Many people addicted to heroin get naloxone kits from harm reduction services, like the Washington Heights CORNER project that Patty has been part of for about a decade. She got the kit she kept in her home for as a preventative measure for her husband, who had also been using heroin.
Addicts who have been imprisoned and mention their addiction can also receive naloxone kits from police departments, Apple said.
“Obviously, the name of the game is to get them off of it. But in the meantime we could, at least, save a life, and they’ll have a wake-up call and get the help that they need,” he said.
Erie County health commissioner Gale Burstein said that there are cases where users have to be administered naloxone more than once because heroin on the market is becoming increasingly potent and more than one dose is needed to revive a person.
“Individuals who are resuscitated with naloxone are going to resume their drug use behaviors unless we can get them into care,” she said.
But, she said, “We know from good studies that if people are mandated into a certain type of care or treatment and they don’t realize they have a problem and they’re not willing participants in their treatment, it will fail.”

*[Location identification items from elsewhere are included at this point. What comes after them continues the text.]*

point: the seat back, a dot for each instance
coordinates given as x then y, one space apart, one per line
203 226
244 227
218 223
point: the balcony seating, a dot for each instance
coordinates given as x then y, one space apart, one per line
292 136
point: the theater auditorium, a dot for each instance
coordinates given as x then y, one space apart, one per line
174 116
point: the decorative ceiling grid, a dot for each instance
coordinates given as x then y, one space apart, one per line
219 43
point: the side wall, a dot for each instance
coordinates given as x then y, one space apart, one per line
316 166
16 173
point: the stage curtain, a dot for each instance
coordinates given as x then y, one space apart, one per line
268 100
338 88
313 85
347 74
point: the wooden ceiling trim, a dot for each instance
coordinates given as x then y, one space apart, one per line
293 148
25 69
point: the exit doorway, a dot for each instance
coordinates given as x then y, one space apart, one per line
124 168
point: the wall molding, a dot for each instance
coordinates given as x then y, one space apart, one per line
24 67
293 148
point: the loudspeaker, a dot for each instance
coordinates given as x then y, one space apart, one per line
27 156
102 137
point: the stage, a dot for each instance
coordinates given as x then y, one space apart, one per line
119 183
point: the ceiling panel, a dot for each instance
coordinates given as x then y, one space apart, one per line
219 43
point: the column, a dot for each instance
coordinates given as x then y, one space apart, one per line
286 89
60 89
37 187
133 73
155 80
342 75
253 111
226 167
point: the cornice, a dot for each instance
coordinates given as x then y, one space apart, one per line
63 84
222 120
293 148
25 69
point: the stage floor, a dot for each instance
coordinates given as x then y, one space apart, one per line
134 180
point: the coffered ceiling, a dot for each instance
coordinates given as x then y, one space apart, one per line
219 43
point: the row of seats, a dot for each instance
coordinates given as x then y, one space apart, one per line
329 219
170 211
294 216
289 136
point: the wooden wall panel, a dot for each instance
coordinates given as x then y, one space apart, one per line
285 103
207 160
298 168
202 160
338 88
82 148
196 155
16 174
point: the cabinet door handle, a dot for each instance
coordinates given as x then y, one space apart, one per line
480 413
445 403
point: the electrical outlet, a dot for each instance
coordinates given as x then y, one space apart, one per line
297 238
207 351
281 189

She also said she was also concerned about Ortt’s bill because she worried there wouldn’t be enough providers to treat a sudden surge in the number of people seeking help for addiction.
“We don’t have enough addiction providers to address the huge, emerging problem of opioid addiction that we have in our community. If we were to mandate this treatment, we wouldn’t have enough providers to carry through the mandate,” Burstein said. “There aren’t enough providers in the community to be able to treat with counseling and then also medically treat with methadone or Suboxone.
“So those are some flaws with that legislation, although the premise is true that if those individuals who overdose … they’re addicted. They can’t help it,” she said.